The Executive Order directs agencies to look into incentives that can be used under existing law to encourage businesses to opt into the voluntary cybersecurity standards. Secretary of Homeland Security Janet Napolitano revealed that amongst the incentives that DHS is considering are a federal procurement preference and granting some sort of governmental seal of approval. Napolitano contends that the market in and of itself has not provided sufficient incentive for all businesses to raise their cybersecurity standards.
Senator Jay Rockefeller (D-WV), Chairman of the Commerce Committee, and Secretary Napolitano agreed that H.R. 624, the Cyber Intelligence Sharing Protection Act (CISPA), is “wholly insufficient.” Rockefeller particularly stressed that cybersecurity is not an issue that Congress can afford to revisit every year in a piecemeal fashion, and a more comprehensive bill must be pursued. Napolitano agreed, citing perceived insufficiencies in CISPA, such as the lack of privacy concerns and authorizing the NSA to establish standards and share information instead of a civilian agency.

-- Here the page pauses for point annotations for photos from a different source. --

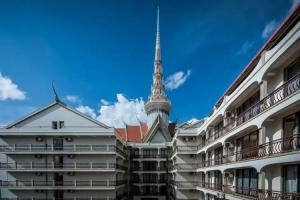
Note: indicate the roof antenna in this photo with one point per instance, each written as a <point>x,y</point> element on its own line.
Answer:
<point>54,91</point>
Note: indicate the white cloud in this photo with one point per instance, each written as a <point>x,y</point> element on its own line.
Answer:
<point>245,48</point>
<point>294,4</point>
<point>177,79</point>
<point>87,111</point>
<point>9,90</point>
<point>123,110</point>
<point>105,102</point>
<point>73,99</point>
<point>269,29</point>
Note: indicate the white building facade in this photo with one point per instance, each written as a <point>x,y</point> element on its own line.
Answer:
<point>247,148</point>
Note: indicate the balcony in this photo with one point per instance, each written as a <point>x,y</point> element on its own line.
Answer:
<point>254,193</point>
<point>187,166</point>
<point>157,156</point>
<point>66,149</point>
<point>187,184</point>
<point>188,149</point>
<point>267,150</point>
<point>149,181</point>
<point>148,169</point>
<point>74,198</point>
<point>76,184</point>
<point>73,166</point>
<point>287,89</point>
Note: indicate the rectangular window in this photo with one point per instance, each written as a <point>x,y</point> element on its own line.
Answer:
<point>61,124</point>
<point>292,70</point>
<point>54,125</point>
<point>245,146</point>
<point>247,181</point>
<point>291,179</point>
<point>248,103</point>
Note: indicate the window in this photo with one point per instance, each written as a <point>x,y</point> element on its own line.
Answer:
<point>292,70</point>
<point>218,130</point>
<point>218,155</point>
<point>247,181</point>
<point>58,124</point>
<point>61,124</point>
<point>248,103</point>
<point>291,124</point>
<point>163,153</point>
<point>291,179</point>
<point>247,142</point>
<point>54,124</point>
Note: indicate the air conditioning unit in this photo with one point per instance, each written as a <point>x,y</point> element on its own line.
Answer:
<point>71,173</point>
<point>71,156</point>
<point>69,139</point>
<point>229,145</point>
<point>193,155</point>
<point>38,156</point>
<point>39,139</point>
<point>38,173</point>
<point>229,114</point>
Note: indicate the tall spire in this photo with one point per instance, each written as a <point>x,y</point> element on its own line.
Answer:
<point>158,102</point>
<point>158,88</point>
<point>157,46</point>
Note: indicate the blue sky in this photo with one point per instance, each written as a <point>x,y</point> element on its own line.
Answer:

Senator Mark Warner (D-VA) voiced concern about unintended consequences that could arise from voluntary standards. Particularly, he was concerned that the standards could create a free rider problem, stagnant standards, or entrenched standards. Complying with stagnant standards, he worried, would be both dangerous and potentially wasteful. He was also concerned that entrenched standards could create a costly, complex barrier to entry for new businesses in certain industries.